Presidente Interino da ANAMOLA aceita Diálogo Nacional, mas contesta o modelo de condução

O presidente interino da ANAMOLA, Venâncio Mondlane, afirmou não se opor ao Diálogo Nacional, embora conteste o seu modelo de condução. Venâncio António Bila Mondlane, líder interino da Aliança Nacional para o Moçambique Livre e Autónomo, esclareceu à imprensa a posição do seu partido face ao Diálogo Nacional Inclusivo.

O Diálogo Nacional encontra-se na fase de auscultação pública, sem que a sua agremiação política tenha participado no lançamento. Contudo, Venâncio Mondlane explicou que, apesar de o partido não ter aceite participar no evento de lançamento, está a tomar parte no processo.

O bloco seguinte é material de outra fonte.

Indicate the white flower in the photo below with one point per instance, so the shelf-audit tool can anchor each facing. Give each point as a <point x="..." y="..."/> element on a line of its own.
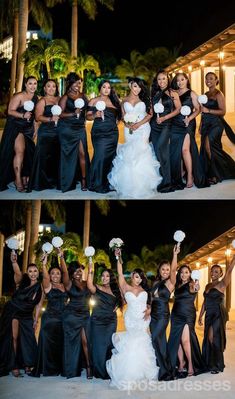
<point x="202" y="99"/>
<point x="179" y="236"/>
<point x="196" y="275"/>
<point x="57" y="242"/>
<point x="13" y="243"/>
<point x="29" y="105"/>
<point x="47" y="247"/>
<point x="185" y="110"/>
<point x="89" y="251"/>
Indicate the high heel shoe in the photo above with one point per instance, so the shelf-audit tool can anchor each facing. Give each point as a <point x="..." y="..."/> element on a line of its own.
<point x="83" y="184"/>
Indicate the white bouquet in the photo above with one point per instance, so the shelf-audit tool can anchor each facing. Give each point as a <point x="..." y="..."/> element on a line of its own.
<point x="57" y="242"/>
<point x="79" y="103"/>
<point x="28" y="106"/>
<point x="100" y="106"/>
<point x="115" y="243"/>
<point x="56" y="110"/>
<point x="130" y="118"/>
<point x="13" y="244"/>
<point x="158" y="108"/>
<point x="179" y="236"/>
<point x="202" y="99"/>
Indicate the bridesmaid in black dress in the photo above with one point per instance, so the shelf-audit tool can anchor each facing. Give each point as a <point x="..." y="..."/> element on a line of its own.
<point x="18" y="346"/>
<point x="46" y="160"/>
<point x="104" y="135"/>
<point x="217" y="163"/>
<point x="183" y="147"/>
<point x="76" y="321"/>
<point x="160" y="314"/>
<point x="160" y="126"/>
<point x="17" y="145"/>
<point x="216" y="316"/>
<point x="183" y="342"/>
<point x="107" y="297"/>
<point x="51" y="338"/>
<point x="72" y="134"/>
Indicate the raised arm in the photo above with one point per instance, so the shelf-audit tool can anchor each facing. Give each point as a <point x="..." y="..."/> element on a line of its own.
<point x="17" y="272"/>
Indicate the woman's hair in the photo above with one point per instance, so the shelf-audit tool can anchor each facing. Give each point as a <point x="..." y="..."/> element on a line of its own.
<point x="174" y="84"/>
<point x="71" y="78"/>
<point x="113" y="98"/>
<point x="73" y="266"/>
<point x="114" y="287"/>
<point x="144" y="93"/>
<point x="178" y="278"/>
<point x="214" y="74"/>
<point x="44" y="84"/>
<point x="155" y="87"/>
<point x="163" y="262"/>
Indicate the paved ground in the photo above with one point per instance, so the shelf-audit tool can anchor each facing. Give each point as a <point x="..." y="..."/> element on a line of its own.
<point x="211" y="386"/>
<point x="224" y="190"/>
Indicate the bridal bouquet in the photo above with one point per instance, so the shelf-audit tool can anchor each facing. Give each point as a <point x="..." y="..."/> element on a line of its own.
<point x="115" y="243"/>
<point x="130" y="118"/>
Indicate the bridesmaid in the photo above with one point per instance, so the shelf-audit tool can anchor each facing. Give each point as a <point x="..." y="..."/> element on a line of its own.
<point x="183" y="147"/>
<point x="46" y="160"/>
<point x="17" y="145"/>
<point x="51" y="338"/>
<point x="104" y="136"/>
<point x="76" y="321"/>
<point x="18" y="346"/>
<point x="160" y="126"/>
<point x="107" y="298"/>
<point x="216" y="316"/>
<point x="72" y="135"/>
<point x="183" y="340"/>
<point x="160" y="313"/>
<point x="217" y="163"/>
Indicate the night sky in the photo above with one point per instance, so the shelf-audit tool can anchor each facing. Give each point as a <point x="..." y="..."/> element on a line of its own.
<point x="184" y="23"/>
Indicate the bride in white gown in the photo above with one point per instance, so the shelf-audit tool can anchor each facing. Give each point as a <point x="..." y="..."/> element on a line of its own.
<point x="133" y="360"/>
<point x="135" y="172"/>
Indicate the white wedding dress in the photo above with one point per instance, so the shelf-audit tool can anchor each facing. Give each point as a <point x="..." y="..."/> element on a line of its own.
<point x="135" y="172"/>
<point x="133" y="359"/>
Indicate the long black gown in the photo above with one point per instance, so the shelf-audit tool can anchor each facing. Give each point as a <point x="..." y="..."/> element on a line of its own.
<point x="13" y="127"/>
<point x="178" y="133"/>
<point x="46" y="159"/>
<point x="160" y="315"/>
<point x="104" y="135"/>
<point x="75" y="318"/>
<point x="184" y="313"/>
<point x="103" y="326"/>
<point x="72" y="132"/>
<point x="21" y="308"/>
<point x="160" y="137"/>
<point x="221" y="166"/>
<point x="216" y="317"/>
<point x="51" y="337"/>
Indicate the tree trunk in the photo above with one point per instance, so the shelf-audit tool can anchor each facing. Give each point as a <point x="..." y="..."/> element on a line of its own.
<point x="36" y="213"/>
<point x="27" y="235"/>
<point x="1" y="261"/>
<point x="86" y="223"/>
<point x="14" y="52"/>
<point x="23" y="26"/>
<point x="74" y="29"/>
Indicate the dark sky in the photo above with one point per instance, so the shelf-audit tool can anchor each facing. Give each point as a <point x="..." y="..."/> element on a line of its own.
<point x="184" y="23"/>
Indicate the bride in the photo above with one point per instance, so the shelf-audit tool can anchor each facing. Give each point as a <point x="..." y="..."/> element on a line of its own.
<point x="135" y="171"/>
<point x="133" y="360"/>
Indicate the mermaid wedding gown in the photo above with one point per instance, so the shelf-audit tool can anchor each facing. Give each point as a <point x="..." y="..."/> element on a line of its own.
<point x="133" y="359"/>
<point x="135" y="172"/>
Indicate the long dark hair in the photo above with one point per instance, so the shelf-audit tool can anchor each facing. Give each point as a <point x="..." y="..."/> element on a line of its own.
<point x="113" y="98"/>
<point x="144" y="93"/>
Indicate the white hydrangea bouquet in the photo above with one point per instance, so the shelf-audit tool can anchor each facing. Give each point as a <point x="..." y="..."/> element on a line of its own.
<point x="115" y="243"/>
<point x="130" y="118"/>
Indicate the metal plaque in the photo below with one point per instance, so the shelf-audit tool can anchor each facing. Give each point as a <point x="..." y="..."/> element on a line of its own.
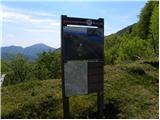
<point x="75" y="74"/>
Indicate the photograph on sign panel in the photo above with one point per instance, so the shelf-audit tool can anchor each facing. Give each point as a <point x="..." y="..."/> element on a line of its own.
<point x="50" y="51"/>
<point x="83" y="43"/>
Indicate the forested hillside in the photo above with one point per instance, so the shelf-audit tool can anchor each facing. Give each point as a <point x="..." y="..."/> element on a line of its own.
<point x="138" y="41"/>
<point x="131" y="81"/>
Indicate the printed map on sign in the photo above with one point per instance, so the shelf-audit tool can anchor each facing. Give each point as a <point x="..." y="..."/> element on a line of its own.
<point x="82" y="43"/>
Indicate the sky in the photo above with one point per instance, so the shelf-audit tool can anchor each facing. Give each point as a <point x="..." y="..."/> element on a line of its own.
<point x="27" y="23"/>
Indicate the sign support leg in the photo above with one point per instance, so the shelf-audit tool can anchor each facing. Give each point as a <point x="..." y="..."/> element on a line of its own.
<point x="66" y="107"/>
<point x="100" y="101"/>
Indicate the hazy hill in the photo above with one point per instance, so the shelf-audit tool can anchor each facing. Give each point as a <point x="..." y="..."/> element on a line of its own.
<point x="30" y="52"/>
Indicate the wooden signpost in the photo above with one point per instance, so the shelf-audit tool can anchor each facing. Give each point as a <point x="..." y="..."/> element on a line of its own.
<point x="82" y="59"/>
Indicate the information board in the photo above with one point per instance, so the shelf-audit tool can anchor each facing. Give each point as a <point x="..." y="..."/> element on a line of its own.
<point x="82" y="46"/>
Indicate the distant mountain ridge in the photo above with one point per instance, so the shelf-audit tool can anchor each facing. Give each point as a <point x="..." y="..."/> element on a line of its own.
<point x="30" y="52"/>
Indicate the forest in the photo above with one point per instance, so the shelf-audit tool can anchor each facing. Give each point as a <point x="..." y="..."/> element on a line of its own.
<point x="128" y="54"/>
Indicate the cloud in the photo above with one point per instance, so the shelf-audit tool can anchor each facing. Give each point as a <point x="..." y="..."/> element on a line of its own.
<point x="15" y="16"/>
<point x="42" y="30"/>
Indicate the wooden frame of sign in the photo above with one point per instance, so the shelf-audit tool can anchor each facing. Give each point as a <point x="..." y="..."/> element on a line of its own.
<point x="91" y="67"/>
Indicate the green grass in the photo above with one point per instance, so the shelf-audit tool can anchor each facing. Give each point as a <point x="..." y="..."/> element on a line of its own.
<point x="131" y="91"/>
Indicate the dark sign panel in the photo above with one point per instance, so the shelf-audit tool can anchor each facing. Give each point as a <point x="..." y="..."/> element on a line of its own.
<point x="83" y="43"/>
<point x="82" y="59"/>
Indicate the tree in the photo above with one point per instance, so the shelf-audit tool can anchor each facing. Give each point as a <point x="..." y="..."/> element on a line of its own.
<point x="144" y="21"/>
<point x="18" y="70"/>
<point x="154" y="28"/>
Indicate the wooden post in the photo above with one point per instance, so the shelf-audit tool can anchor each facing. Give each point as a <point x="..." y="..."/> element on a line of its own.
<point x="65" y="99"/>
<point x="100" y="95"/>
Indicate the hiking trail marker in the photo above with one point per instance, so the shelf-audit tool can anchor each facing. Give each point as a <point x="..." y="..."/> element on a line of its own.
<point x="82" y="57"/>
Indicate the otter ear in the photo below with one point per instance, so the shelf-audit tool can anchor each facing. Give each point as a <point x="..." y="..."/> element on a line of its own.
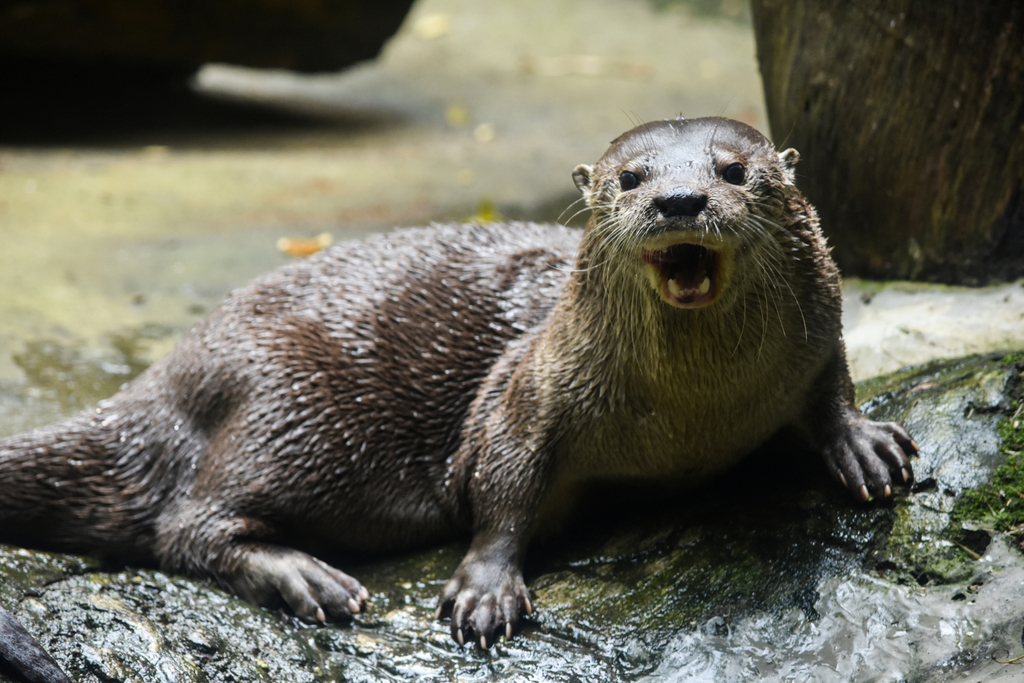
<point x="583" y="175"/>
<point x="788" y="158"/>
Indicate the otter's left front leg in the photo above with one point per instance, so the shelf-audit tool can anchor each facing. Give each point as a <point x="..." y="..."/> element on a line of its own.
<point x="866" y="457"/>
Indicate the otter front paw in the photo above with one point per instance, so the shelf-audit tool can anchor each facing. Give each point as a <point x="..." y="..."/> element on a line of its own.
<point x="312" y="589"/>
<point x="483" y="599"/>
<point x="869" y="457"/>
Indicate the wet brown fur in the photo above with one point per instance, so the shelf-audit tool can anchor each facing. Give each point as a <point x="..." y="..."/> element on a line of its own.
<point x="455" y="380"/>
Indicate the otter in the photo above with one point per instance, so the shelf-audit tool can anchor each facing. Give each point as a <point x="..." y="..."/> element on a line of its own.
<point x="466" y="380"/>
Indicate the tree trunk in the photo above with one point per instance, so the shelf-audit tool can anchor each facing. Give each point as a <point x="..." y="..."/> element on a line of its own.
<point x="909" y="116"/>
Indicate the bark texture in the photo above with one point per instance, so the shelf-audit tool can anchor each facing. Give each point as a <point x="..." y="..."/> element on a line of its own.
<point x="909" y="116"/>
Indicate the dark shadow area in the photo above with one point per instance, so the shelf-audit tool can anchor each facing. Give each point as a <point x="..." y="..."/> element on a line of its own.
<point x="54" y="102"/>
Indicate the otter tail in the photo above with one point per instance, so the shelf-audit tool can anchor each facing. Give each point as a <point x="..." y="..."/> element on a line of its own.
<point x="59" y="489"/>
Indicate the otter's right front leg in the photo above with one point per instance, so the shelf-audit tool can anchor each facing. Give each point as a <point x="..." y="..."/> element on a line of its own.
<point x="506" y="468"/>
<point x="232" y="552"/>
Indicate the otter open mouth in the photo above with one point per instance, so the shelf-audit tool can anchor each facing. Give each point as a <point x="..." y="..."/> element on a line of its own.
<point x="686" y="274"/>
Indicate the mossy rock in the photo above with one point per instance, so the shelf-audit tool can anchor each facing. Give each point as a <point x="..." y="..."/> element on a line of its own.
<point x="772" y="572"/>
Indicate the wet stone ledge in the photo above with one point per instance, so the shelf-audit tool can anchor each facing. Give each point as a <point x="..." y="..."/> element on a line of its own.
<point x="771" y="573"/>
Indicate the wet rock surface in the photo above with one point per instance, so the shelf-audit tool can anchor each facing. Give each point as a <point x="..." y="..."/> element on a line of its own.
<point x="771" y="573"/>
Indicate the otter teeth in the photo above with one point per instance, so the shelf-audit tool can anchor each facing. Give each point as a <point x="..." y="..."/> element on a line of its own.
<point x="676" y="290"/>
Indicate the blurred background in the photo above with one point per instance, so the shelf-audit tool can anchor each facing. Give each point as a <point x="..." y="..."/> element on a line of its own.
<point x="157" y="154"/>
<point x="141" y="178"/>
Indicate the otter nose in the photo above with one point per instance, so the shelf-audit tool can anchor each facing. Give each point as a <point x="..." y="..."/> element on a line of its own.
<point x="681" y="202"/>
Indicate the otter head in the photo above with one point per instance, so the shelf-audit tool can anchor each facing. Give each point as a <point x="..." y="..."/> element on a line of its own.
<point x="683" y="201"/>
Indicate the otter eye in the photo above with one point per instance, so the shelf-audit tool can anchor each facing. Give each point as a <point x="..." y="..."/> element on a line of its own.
<point x="628" y="180"/>
<point x="734" y="173"/>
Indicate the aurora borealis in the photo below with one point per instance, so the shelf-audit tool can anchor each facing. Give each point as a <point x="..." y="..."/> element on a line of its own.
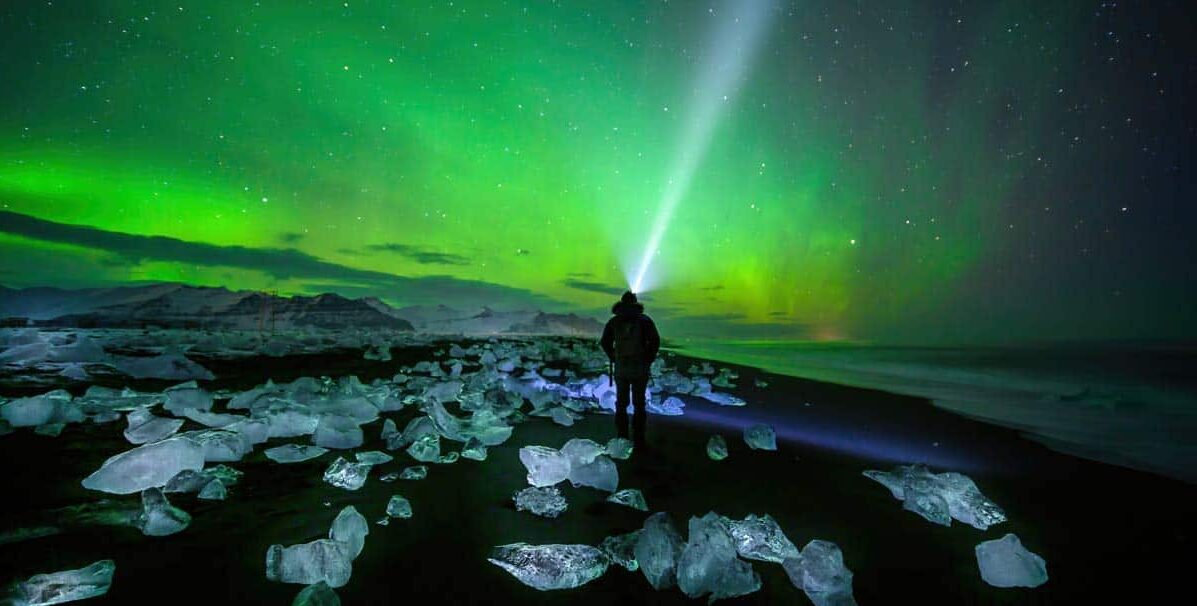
<point x="911" y="171"/>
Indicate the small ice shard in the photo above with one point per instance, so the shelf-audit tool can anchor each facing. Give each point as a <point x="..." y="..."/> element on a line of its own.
<point x="319" y="594"/>
<point x="374" y="458"/>
<point x="322" y="559"/>
<point x="717" y="448"/>
<point x="630" y="497"/>
<point x="335" y="431"/>
<point x="187" y="395"/>
<point x="351" y="528"/>
<point x="760" y="437"/>
<point x="145" y="428"/>
<point x="65" y="586"/>
<point x="545" y="502"/>
<point x="761" y="538"/>
<point x="293" y="453"/>
<point x="346" y="476"/>
<point x="657" y="550"/>
<point x="600" y="473"/>
<point x="619" y="448"/>
<point x="670" y="406"/>
<point x="399" y="507"/>
<point x="551" y="567"/>
<point x="928" y="494"/>
<point x="820" y="573"/>
<point x="158" y="516"/>
<point x="546" y="466"/>
<point x="417" y="472"/>
<point x="213" y="490"/>
<point x="146" y="466"/>
<point x="620" y="550"/>
<point x="709" y="563"/>
<point x="1006" y="563"/>
<point x="425" y="448"/>
<point x="219" y="446"/>
<point x="474" y="449"/>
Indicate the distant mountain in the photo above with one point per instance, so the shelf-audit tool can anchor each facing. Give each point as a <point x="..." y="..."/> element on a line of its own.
<point x="180" y="305"/>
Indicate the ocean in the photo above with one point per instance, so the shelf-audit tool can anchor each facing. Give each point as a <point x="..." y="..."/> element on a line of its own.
<point x="1129" y="405"/>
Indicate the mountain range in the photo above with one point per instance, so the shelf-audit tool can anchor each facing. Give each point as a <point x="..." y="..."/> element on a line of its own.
<point x="180" y="305"/>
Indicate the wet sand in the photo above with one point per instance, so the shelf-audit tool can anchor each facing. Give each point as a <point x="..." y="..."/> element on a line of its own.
<point x="1107" y="534"/>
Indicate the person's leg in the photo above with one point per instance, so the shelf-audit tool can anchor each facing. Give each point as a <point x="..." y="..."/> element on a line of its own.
<point x="621" y="391"/>
<point x="639" y="412"/>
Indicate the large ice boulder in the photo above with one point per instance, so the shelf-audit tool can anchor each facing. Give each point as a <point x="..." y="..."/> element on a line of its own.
<point x="146" y="466"/>
<point x="709" y="563"/>
<point x="820" y="573"/>
<point x="940" y="497"/>
<point x="546" y="466"/>
<point x="66" y="586"/>
<point x="1006" y="563"/>
<point x="551" y="567"/>
<point x="657" y="550"/>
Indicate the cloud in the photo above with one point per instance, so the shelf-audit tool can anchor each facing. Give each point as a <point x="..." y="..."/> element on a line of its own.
<point x="593" y="286"/>
<point x="420" y="255"/>
<point x="280" y="264"/>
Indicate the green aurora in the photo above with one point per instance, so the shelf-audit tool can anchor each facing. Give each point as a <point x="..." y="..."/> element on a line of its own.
<point x="881" y="174"/>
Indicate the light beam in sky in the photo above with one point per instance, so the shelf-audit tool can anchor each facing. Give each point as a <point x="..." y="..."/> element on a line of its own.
<point x="735" y="42"/>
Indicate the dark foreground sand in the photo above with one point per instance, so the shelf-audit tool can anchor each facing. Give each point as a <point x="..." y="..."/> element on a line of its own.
<point x="1109" y="534"/>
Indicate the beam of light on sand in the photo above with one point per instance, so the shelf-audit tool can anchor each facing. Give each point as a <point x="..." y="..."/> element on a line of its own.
<point x="737" y="37"/>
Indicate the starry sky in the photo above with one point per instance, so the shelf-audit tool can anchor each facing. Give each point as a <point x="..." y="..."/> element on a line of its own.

Garantiu ainda estar disposto a cumprir todas as responsabilidades legais determinadas aos partidos políticos.

Mondlane criticou a forma como o processo tem sido conduzido, classificando-a como manipulada, e detalhou a posição do partido e as suas preocupações:

“Nós, naquele dia, não aceitámos participar no lançamento, mas estamos a fazer parte do processo. Tanto mais que a auscultação que estamos a realizar vai desembocar num relatório que, em Dezembro, vamos submeter à cota. Então, nós não temos problemas com o diálogo, não temos problemas quanto a isso. O único problema é a maneira como este diálogo está a ser conduzido, a maneira manipulada como o diálogo está a ser conduzido — isso é outro assunto.”

Relativamente à auscultação promovida pelo partido, Venâncio esclareceu que o objectivo é “claro, simples e único”. Explicou que a Constituição da República determina que os partidos políticos — e os cidadãos em geral — têm deveres perante o Estado, sendo um deles o de usar todas as energias, físicas, intelectuais e morais, em benefício da comunidade.

Considerando que, neste momento, estão em debate reformas constitucionais, da lei eleitoral e do sistema de justiça, a ANAMOLA assume essa responsabilidade. Mondlane sublinhou que não se trata de uma opção, mas de uma obrigação institucional:

“A Constituição da República determina que os partidos políticos — e não só eles, também os cidadãos no geral — têm deveres perante o Estado. Um desses deveres é usar todas as suas energias físicas, intelectuais, morais, seja lá quais forem as energias que tiveres, em benefício da comunidade. Então, se neste momento estão a ser debatidas reformas constitucionais, da lei eleitoral e do sistema de justiça, nós, como ANAMOLA, temos obrigação. Portanto, aquilo não é uma questão facultativa, é uma questão de obrigação de uma instituição política, que tem de fazer a recolha, ouvir as sensibilidades das comunidades, sistematizar e depois levar isso ao debate nacional.”

O líder da ANAMOLA rejeitou a ideia de que a auscultação seja um ato de oposição ao Estado, mencionando ter ouvido um comentador “esquizofrénico” a fazer tal insinuação. Mondlane reiterou que a ação do partido visa recolher as sensibilidades das comunidades, sistematizá-las e levá-las ao debate nacional.

“Portanto, o que nós estamos a fazer não considero algo como um privilégio nem algo excepcional, ou — como ouvi um comentador esquizofrénico a dizer — que estamos a fazer alguma coisa em oposição ao Estado. Não tem nada a ver com isso. Estamos a ouvir as pessoas e, até, se calhar, vamos reforçar o alcance que se pretende com este mesmo debate.”

Venâncio Mondlane proferiu estas declarações durante a inauguração da primeira sede distrital do partido de KaMubukwana, cidade de Maputo. A ocasião serviu também para prestar homenagem ao advogado Levino Dias, morto a tiros na capital a 19 de Outubro de 2024.